PPC = Pression artérielle moyenne – PIC moyenne = +/- 60-70 mmHg

I.4. L’ECHELLE DU COMA DE GLASGOW (GCS=Glasgow Coma Scale) L’échelle de coma de Glasgow examine l’ouverture des yeux, la réponse verbale et la réponse motrice à un stimulus mais n’équivaut pas un examen neurologique complet. Le score maximal est de 15 sur 15 points, minimal de 3 sur 15 points. Tableau plus loin.
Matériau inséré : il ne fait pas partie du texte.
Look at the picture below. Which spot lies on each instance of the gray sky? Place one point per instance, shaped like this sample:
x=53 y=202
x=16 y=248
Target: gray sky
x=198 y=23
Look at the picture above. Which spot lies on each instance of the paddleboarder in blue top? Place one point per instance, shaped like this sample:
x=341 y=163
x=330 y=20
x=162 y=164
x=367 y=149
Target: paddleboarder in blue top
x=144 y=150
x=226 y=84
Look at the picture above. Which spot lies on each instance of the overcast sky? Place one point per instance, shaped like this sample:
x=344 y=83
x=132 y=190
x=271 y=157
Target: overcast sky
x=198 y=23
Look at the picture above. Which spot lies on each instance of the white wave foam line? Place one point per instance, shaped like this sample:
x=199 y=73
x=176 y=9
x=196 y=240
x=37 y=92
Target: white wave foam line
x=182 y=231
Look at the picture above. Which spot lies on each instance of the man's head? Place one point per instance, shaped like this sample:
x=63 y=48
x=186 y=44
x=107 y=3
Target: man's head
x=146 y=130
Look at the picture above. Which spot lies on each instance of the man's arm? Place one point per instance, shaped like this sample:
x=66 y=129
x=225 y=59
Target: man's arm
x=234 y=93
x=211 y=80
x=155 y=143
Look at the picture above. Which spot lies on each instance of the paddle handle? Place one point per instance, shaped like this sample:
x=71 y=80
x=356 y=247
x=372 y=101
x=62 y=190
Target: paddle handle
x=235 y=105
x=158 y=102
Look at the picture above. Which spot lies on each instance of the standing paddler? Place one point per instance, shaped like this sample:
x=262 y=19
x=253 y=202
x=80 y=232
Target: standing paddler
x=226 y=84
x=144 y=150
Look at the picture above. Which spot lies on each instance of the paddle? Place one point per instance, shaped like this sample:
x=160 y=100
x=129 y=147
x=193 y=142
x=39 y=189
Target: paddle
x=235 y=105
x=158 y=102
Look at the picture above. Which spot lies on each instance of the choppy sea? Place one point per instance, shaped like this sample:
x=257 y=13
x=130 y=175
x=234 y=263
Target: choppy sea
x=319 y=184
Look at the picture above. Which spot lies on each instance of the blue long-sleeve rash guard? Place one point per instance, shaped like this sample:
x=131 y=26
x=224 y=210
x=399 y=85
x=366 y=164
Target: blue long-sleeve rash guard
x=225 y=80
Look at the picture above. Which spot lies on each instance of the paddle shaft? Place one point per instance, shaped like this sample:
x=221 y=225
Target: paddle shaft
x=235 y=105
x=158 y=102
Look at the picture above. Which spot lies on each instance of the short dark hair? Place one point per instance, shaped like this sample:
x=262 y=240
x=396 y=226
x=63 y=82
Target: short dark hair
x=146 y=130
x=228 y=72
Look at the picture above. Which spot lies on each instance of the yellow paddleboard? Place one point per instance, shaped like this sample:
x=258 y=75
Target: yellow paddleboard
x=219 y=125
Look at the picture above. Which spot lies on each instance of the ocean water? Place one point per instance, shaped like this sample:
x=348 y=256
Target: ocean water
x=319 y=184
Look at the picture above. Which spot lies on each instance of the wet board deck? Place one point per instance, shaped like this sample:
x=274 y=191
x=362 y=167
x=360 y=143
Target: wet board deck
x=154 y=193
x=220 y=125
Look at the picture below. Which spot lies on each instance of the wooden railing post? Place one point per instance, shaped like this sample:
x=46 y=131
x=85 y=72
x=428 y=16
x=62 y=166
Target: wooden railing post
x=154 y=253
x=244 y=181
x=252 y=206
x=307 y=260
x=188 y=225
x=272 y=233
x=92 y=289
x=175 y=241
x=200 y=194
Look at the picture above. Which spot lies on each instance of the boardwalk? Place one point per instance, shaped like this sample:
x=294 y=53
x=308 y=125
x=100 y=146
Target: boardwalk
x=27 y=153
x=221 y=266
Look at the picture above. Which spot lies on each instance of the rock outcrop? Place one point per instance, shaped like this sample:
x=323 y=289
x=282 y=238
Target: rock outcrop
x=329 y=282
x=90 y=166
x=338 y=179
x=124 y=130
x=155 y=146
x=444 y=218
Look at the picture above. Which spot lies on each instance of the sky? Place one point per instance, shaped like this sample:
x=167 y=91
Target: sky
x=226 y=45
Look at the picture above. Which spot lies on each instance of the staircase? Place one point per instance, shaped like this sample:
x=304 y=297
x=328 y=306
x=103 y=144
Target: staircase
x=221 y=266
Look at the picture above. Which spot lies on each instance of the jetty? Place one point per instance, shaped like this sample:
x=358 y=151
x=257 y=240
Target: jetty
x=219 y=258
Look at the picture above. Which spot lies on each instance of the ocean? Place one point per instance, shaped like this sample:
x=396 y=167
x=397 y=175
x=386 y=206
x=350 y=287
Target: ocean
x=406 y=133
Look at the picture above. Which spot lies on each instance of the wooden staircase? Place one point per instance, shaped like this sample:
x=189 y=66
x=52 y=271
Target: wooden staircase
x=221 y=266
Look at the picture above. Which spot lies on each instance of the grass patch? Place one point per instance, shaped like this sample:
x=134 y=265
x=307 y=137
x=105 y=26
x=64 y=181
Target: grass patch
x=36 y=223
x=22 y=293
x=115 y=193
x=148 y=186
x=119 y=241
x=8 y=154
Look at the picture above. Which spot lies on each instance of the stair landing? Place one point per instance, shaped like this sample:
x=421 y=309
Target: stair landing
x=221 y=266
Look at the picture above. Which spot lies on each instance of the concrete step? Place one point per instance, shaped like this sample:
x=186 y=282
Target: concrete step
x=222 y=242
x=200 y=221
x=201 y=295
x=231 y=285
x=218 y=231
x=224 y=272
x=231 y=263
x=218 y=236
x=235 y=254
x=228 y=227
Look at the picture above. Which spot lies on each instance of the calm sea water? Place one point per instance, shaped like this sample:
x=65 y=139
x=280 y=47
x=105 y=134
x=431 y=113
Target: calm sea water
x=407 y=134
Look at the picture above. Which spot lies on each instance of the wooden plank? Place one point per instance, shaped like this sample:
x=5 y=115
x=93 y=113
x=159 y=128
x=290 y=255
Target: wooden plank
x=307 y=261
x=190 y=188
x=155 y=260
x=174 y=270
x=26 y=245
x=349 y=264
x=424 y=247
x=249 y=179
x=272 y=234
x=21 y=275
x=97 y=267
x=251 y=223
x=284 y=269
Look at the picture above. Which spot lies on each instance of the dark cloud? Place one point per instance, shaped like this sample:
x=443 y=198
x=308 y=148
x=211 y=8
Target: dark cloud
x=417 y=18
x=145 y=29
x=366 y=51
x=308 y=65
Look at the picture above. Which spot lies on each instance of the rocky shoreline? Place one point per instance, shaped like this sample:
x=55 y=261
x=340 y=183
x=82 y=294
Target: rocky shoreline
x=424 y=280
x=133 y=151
Cette échelle a les avantages suivants : Elle permet un examen rapide et reproductible par d’autres examinateurs, une classification pronostique du traumatisme crânien et donc un langage commun objectif entre les intervenants.

II. Les soins primaires du traumatisme crânien modéré à sévère = Le ABCDE de la réanimation La prise en charge d’un patient traumatisé crânien consiste en la prise en charge d’un polytraumatisé potentiel ainsi que d’un traumatisé médullaire potentiel.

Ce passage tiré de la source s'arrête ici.